Потом по таким же делам работал профессор во Франции, Уганде, Мали, Танзании, Замбии, в Сибири, на Дальнем Востоке, в Астрахани… В пятьдесят лет первый раз приехал профессор сюда, на Мещеру, и понял: лучшего места для жизни у него нет. Домашние не разделяли его любви к глухомани, озерам и комарам. А профессор решил построить тут дом. «Тогда на зарплату можно было построить. И десять лет я все, что было, тратил на эти вот стены, крышу, на баньку, камин, колодец. А с началом нынешней перетряски оказался вдруг на мели — пенсия, закрытие института…»

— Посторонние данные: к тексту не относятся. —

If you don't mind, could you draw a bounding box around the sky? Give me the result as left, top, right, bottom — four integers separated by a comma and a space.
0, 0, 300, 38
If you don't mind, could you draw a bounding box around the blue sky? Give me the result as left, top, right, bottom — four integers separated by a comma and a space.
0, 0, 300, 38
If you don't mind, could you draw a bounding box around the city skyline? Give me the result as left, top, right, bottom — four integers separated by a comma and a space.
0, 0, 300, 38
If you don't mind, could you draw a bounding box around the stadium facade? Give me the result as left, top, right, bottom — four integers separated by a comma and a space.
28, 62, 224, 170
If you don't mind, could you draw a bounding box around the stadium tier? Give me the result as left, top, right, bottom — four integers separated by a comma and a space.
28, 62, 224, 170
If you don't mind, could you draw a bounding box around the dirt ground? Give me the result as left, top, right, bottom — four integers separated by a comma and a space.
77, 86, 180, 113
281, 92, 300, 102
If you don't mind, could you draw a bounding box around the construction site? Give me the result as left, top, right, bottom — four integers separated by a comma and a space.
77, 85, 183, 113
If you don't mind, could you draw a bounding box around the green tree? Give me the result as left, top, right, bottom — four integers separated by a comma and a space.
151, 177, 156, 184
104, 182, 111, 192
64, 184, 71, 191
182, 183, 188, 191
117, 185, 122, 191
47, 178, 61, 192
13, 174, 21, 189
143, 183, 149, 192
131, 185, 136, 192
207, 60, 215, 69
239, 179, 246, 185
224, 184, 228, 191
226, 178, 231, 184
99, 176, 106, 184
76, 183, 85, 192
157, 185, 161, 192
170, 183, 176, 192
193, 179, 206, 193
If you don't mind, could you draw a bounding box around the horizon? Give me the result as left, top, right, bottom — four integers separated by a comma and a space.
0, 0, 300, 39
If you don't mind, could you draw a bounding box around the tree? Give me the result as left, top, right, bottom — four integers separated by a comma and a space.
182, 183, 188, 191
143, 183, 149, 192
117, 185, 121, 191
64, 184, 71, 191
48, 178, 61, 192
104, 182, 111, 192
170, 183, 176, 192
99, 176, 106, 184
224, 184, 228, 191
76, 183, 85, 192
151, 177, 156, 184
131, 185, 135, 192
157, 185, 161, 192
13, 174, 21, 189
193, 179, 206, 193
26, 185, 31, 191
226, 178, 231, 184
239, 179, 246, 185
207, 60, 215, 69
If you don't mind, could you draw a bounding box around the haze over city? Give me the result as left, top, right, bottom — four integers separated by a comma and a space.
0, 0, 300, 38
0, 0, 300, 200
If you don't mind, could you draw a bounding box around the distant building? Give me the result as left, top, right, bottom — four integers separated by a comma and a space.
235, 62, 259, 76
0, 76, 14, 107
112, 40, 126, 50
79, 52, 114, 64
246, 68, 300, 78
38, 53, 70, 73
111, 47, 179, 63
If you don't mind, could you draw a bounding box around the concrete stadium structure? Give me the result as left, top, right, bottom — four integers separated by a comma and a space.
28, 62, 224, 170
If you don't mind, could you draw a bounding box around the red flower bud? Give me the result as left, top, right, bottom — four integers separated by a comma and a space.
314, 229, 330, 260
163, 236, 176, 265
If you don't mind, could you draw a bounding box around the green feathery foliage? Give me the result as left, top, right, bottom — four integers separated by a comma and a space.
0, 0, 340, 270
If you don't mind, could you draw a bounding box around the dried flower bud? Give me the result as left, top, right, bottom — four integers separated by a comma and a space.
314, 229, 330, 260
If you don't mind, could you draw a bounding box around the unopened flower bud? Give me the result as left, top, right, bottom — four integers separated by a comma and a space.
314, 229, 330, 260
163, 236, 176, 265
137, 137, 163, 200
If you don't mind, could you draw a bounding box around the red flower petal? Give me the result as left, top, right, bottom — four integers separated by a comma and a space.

Были у профессора планы разводить тут в вольерах (для интереса) глухарей, рябчиков. Но то, что ладилось в обращении с «бокаёрзиками», с лесными птицами не получилось — большие вольеры стоят пустыми. Попробовал вывести в инкубаторе четыре десятка гусей — вода-то рядом, но тоже не вышло. Выжил и вырос один только гусь. Живет у бани. Терзаемый одиночеством, гусь страстно гогочет, то ли приветствуя, то ли на что-то жалуясь.